Almost inevitably, the Wainwright dynasty wanted to mark Kate’s passing in song and live performance. Sing Me the Songs That Say I Love You: A Concert for Kate McGarrigle, a new documentary feature from film-maker Lian Lunson (director of Leonard Cohen: I’m Your Man and Willie Nelson: Down Home), brings together Rufus Wainwright, Martha Wainwright, Anna McGarrigle, Jane McGarrigle, Emmylou Harris, Teddy Thompson, Norah Jones, Sloan Wainwright and Joel Zifki for a very open and very affecting wake.
“Our first instinct was, once a few weeks passed, to celebrate her,” says Martha. “We felt that is we sang her music it was a way of keeping her alive. So we got to that. But I, of course, was in no state to organise a concert. We were ready to do it but didn’t know how to set about it. So we went to Joe Boyd who had produced Kate and Anna’s first two records. So that connection was there. But the details are…”
A bit of a blur?
“Exactly. Yes. The concert was in May shortly after she died at the Festival Hall. It was incredibly well received. It got five-star reviews. But it was as haze of otherworldliness. It was almost a wake. And once we reintroduced ourselves to our songs – those songs are astonishing – we felt we have to keep going with this. We’ll go to New York.”
She’s calm and collected now, though the Wainwright collective we see in the film, are constantly battling to keep back tears and sing around lumps in their throats. We can see that cathartic value of the exercise. But it does look bruising.
“Oh yeah. We were crying constantly. But I would rather feel those emotions and feel close to her than shut it down. We shared a willingness to reconnect. Against that, obviously you hold back as much as you can. We are not just jumping on stage and trying to show emotion. It’s the opposite of acting. It is something we had to go through. At the end of the three concerts we put up a tombstone. And there is this square named after her in Montreal. That helped us to accept living without her. We will keep doing concerts. But now it is more celebratory.”

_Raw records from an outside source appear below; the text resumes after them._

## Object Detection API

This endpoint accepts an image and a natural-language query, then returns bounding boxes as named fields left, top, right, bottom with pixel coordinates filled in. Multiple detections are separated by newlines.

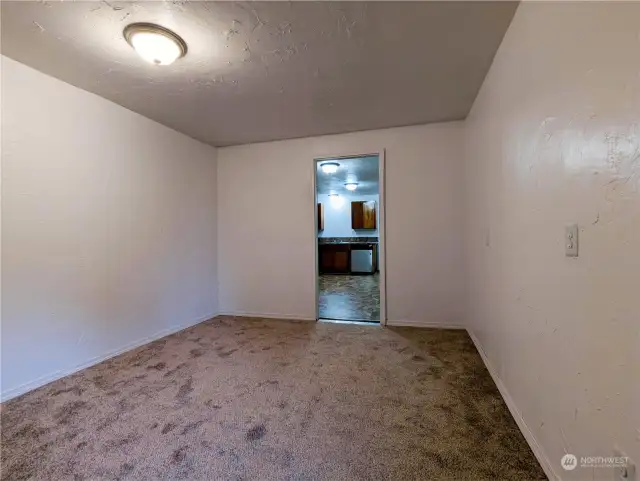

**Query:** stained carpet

left=1, top=317, right=545, bottom=480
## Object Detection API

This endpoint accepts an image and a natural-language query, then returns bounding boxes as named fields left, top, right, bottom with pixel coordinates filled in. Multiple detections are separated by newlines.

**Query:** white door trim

left=311, top=148, right=387, bottom=326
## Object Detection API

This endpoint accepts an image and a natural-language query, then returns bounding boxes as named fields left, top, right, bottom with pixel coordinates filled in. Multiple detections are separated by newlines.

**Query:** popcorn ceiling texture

left=1, top=317, right=544, bottom=481
left=0, top=0, right=517, bottom=146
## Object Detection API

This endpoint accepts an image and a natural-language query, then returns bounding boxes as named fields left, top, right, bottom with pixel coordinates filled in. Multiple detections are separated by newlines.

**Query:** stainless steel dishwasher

left=351, top=245, right=374, bottom=274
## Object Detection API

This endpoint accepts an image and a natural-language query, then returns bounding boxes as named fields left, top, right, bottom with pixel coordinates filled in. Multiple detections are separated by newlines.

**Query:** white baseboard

left=386, top=319, right=465, bottom=329
left=0, top=314, right=217, bottom=402
left=467, top=329, right=562, bottom=481
left=218, top=311, right=317, bottom=321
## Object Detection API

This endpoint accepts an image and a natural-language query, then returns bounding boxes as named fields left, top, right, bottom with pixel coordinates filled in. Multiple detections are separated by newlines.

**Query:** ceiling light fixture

left=123, top=23, right=187, bottom=65
left=320, top=162, right=340, bottom=174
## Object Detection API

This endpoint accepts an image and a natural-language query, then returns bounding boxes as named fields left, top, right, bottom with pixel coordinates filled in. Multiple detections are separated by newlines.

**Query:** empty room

left=0, top=0, right=640, bottom=481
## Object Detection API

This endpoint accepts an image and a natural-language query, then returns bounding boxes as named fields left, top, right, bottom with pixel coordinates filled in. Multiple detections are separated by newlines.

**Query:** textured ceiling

left=0, top=0, right=517, bottom=146
left=316, top=155, right=379, bottom=195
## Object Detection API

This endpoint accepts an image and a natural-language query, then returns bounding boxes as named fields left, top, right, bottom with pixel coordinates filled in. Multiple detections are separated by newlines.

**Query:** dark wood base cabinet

left=318, top=244, right=351, bottom=274
left=318, top=244, right=378, bottom=274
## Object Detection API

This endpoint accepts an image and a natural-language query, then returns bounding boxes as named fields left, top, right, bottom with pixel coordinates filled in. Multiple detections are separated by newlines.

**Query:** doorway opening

left=314, top=153, right=386, bottom=324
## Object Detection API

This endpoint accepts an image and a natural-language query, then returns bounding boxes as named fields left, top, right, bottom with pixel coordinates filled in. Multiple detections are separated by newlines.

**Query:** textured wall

left=218, top=122, right=463, bottom=324
left=2, top=57, right=217, bottom=397
left=466, top=2, right=640, bottom=479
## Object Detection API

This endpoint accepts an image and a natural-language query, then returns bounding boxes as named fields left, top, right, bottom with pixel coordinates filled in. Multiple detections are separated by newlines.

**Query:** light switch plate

left=564, top=224, right=578, bottom=257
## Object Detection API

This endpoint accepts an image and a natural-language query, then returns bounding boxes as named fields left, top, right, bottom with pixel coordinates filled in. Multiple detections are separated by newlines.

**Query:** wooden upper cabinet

left=318, top=202, right=324, bottom=231
left=351, top=200, right=376, bottom=230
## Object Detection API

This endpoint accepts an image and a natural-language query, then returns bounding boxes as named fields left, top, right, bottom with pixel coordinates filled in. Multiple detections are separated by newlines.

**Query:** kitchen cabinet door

left=351, top=200, right=376, bottom=230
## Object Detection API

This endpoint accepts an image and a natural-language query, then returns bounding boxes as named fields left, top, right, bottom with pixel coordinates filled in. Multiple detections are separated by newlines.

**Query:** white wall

left=2, top=57, right=217, bottom=398
left=218, top=123, right=463, bottom=325
left=318, top=194, right=380, bottom=237
left=466, top=2, right=640, bottom=479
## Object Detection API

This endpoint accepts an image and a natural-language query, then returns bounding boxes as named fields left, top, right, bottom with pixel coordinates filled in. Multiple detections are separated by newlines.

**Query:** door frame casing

left=311, top=148, right=387, bottom=326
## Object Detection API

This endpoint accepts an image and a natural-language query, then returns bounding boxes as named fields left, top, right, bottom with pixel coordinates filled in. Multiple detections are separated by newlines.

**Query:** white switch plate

left=564, top=224, right=578, bottom=257
left=613, top=448, right=636, bottom=481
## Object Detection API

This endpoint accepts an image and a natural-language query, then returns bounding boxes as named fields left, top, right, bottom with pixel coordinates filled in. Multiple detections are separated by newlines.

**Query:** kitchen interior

left=316, top=155, right=380, bottom=323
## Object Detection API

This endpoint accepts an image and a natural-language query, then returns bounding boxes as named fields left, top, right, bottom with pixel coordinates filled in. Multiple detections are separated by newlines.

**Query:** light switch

left=564, top=224, right=578, bottom=257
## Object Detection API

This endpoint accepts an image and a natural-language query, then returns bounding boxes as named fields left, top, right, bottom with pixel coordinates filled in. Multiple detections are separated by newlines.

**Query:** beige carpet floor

left=1, top=317, right=545, bottom=480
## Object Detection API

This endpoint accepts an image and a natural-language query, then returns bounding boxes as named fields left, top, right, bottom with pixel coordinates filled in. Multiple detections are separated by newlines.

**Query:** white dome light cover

left=320, top=162, right=340, bottom=174
left=123, top=23, right=187, bottom=65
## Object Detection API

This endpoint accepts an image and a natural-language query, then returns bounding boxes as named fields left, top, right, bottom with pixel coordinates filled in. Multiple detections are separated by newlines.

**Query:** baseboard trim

left=467, top=329, right=562, bottom=481
left=0, top=314, right=217, bottom=402
left=218, top=311, right=317, bottom=321
left=386, top=319, right=465, bottom=329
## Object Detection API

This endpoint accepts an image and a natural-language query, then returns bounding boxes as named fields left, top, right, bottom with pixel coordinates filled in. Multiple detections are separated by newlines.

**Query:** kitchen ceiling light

left=123, top=23, right=187, bottom=65
left=320, top=162, right=340, bottom=174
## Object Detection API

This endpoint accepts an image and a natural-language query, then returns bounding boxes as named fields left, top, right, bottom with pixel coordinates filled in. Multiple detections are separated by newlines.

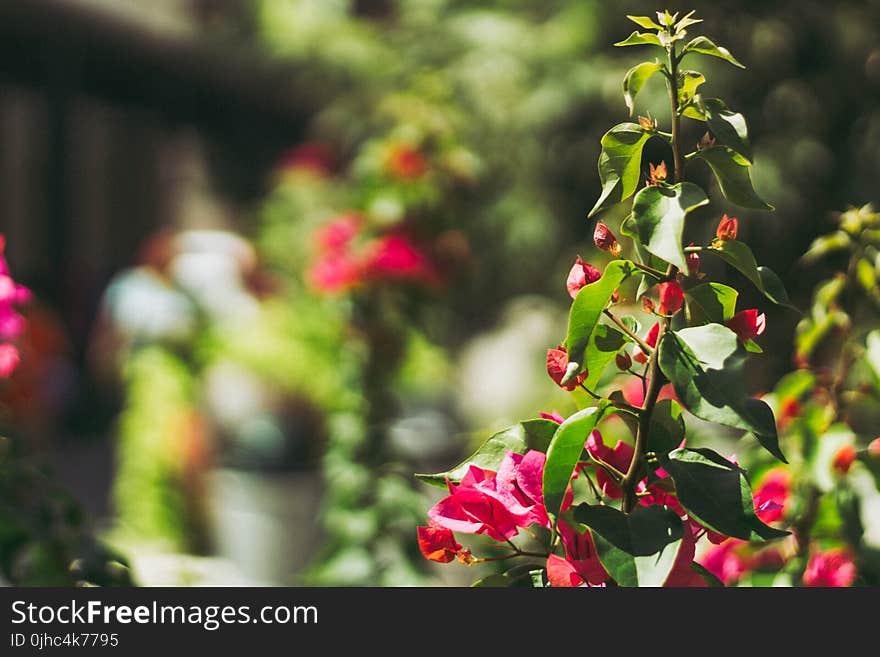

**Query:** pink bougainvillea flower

left=416, top=522, right=461, bottom=563
left=547, top=345, right=589, bottom=390
left=385, top=144, right=428, bottom=180
left=831, top=445, right=856, bottom=474
left=752, top=468, right=791, bottom=523
left=715, top=214, right=739, bottom=241
left=309, top=252, right=363, bottom=294
left=547, top=520, right=609, bottom=587
left=315, top=212, right=363, bottom=251
left=697, top=538, right=749, bottom=585
left=565, top=257, right=602, bottom=299
left=0, top=343, right=21, bottom=379
left=804, top=548, right=857, bottom=587
left=658, top=281, right=684, bottom=315
left=364, top=233, right=438, bottom=282
left=593, top=222, right=620, bottom=258
left=586, top=431, right=635, bottom=500
left=541, top=411, right=565, bottom=424
left=633, top=322, right=660, bottom=364
left=725, top=308, right=767, bottom=342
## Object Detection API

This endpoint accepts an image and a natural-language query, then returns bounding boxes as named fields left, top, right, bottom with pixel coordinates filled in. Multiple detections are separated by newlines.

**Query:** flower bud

left=566, top=257, right=602, bottom=299
left=715, top=214, right=739, bottom=241
left=593, top=223, right=620, bottom=258
left=658, top=281, right=684, bottom=315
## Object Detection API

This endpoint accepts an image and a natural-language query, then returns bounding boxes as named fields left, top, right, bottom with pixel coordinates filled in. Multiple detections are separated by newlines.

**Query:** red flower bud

left=715, top=214, right=738, bottom=240
left=633, top=322, right=660, bottom=364
left=416, top=522, right=461, bottom=563
left=547, top=346, right=587, bottom=390
left=725, top=308, right=767, bottom=342
left=566, top=257, right=602, bottom=299
left=831, top=445, right=856, bottom=474
left=658, top=281, right=684, bottom=315
left=593, top=223, right=620, bottom=258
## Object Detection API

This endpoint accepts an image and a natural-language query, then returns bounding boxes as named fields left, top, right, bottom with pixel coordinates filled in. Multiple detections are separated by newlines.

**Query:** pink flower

left=547, top=345, right=588, bottom=390
left=752, top=468, right=791, bottom=523
left=547, top=520, right=609, bottom=587
left=566, top=258, right=602, bottom=299
left=315, top=212, right=362, bottom=251
left=416, top=522, right=461, bottom=563
left=364, top=233, right=438, bottom=282
left=804, top=548, right=856, bottom=587
left=725, top=308, right=767, bottom=342
left=658, top=281, right=684, bottom=315
left=309, top=252, right=363, bottom=294
left=698, top=538, right=748, bottom=585
left=633, top=322, right=660, bottom=364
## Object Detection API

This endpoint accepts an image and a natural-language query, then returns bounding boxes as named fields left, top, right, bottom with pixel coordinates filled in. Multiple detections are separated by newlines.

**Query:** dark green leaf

left=415, top=418, right=559, bottom=487
left=648, top=399, right=685, bottom=454
left=694, top=146, right=773, bottom=210
left=588, top=123, right=651, bottom=217
left=623, top=62, right=663, bottom=116
left=632, top=182, right=709, bottom=271
left=574, top=504, right=684, bottom=557
left=660, top=448, right=789, bottom=541
left=614, top=30, right=663, bottom=48
left=543, top=402, right=608, bottom=516
left=565, top=260, right=637, bottom=376
left=593, top=534, right=681, bottom=587
left=681, top=36, right=745, bottom=68
left=658, top=324, right=787, bottom=462
left=584, top=324, right=627, bottom=390
left=684, top=283, right=739, bottom=326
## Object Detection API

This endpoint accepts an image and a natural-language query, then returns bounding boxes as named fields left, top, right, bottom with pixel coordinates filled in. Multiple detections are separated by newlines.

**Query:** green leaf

left=706, top=240, right=800, bottom=312
left=693, top=146, right=774, bottom=210
left=565, top=260, right=637, bottom=376
left=623, top=62, right=663, bottom=116
left=588, top=123, right=651, bottom=217
left=584, top=324, right=627, bottom=390
left=415, top=418, right=559, bottom=487
left=684, top=283, right=739, bottom=326
left=632, top=182, right=709, bottom=271
left=658, top=324, right=787, bottom=462
left=593, top=534, right=681, bottom=587
left=681, top=36, right=745, bottom=68
left=678, top=71, right=706, bottom=107
left=660, top=448, right=789, bottom=541
left=573, top=504, right=684, bottom=557
left=647, top=399, right=685, bottom=454
left=696, top=98, right=752, bottom=162
left=626, top=14, right=663, bottom=30
left=614, top=30, right=663, bottom=48
left=543, top=402, right=608, bottom=517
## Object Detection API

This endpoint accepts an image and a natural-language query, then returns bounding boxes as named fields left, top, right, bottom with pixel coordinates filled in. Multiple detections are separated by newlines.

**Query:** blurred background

left=0, top=0, right=880, bottom=585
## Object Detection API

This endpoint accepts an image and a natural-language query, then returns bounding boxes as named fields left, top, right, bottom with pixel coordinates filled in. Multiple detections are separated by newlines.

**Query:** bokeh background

left=0, top=0, right=880, bottom=585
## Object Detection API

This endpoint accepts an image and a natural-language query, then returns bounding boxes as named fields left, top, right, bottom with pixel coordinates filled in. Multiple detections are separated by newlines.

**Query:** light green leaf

left=623, top=62, right=663, bottom=116
left=415, top=418, right=559, bottom=487
left=543, top=402, right=608, bottom=517
left=658, top=324, right=786, bottom=462
left=632, top=182, right=709, bottom=271
left=588, top=123, right=651, bottom=217
left=565, top=260, right=638, bottom=377
left=684, top=283, right=739, bottom=326
left=681, top=36, right=745, bottom=68
left=660, top=448, right=789, bottom=541
left=614, top=30, right=663, bottom=48
left=693, top=146, right=774, bottom=210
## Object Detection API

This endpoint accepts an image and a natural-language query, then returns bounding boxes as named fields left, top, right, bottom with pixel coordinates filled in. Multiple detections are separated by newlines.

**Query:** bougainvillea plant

left=417, top=12, right=808, bottom=586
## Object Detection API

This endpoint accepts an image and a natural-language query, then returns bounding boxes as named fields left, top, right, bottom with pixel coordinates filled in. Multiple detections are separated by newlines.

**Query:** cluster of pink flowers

left=0, top=235, right=31, bottom=378
left=309, top=212, right=440, bottom=294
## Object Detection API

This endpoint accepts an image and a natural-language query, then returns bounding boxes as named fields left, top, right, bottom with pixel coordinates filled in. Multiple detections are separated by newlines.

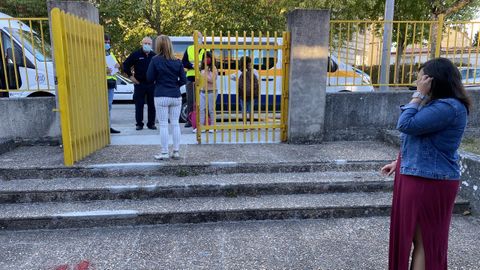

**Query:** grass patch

left=460, top=138, right=480, bottom=155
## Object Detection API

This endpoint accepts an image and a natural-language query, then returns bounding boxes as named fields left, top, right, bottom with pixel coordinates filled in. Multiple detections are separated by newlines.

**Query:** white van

left=0, top=12, right=55, bottom=98
left=0, top=12, right=134, bottom=101
left=171, top=36, right=374, bottom=120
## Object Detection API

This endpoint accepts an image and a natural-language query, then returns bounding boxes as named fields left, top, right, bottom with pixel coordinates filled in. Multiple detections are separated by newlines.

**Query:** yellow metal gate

left=51, top=8, right=110, bottom=166
left=194, top=32, right=290, bottom=143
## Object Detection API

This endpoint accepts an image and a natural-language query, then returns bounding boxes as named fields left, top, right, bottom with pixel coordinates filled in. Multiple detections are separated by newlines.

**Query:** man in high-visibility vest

left=182, top=32, right=205, bottom=127
left=104, top=34, right=120, bottom=133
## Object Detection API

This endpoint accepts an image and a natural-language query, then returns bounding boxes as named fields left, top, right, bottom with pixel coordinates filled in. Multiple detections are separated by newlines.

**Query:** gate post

left=287, top=9, right=330, bottom=143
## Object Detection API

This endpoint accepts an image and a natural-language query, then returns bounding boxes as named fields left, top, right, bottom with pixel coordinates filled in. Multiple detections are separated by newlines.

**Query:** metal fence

left=52, top=8, right=110, bottom=166
left=328, top=16, right=480, bottom=88
left=0, top=18, right=55, bottom=97
left=194, top=32, right=289, bottom=143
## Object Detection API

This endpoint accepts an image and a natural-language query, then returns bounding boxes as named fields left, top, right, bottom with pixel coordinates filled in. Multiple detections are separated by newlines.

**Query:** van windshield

Martha Wainwright once noted that her father hated being asked about his family and says that: “We’re not fucking special. We’re like everybody else!” Rufus, conversely, says: “We’re not like anybody else. We’re amazing!” Who does she side with, I wonder?
“I don’t know. I like what Rufus says. But what my father says demonstrates the difference in their songwriting. I am maybe somewhere in the middle. My father talks about daily things and the relationships between a family. He is describing his own life and thus describing other people’s. I thought these songs were just about my life and our life. Then I’d see people crying and I knew they were about more. Rufus doesn’t really do that. He creates a more spectacular world. They are different in that way.”
Would she be happy for Arcangelo to follow them all into the family guild?
“It’s funny. I always thought that I didn’t want my children to be musicians. It’s a difficult life. If you are not successful it’s very hard. And if you are successful it’s a charmed and sometimes difficult life. But we did this concert recently called Kate’s Kids. And I was backstage and I was tuning up. And I look up and all the family were there. It was so cool. It was like being part of a circus. And then I thought, ‘if he doesn’t do this, it will be the end’. And that would be so sad.”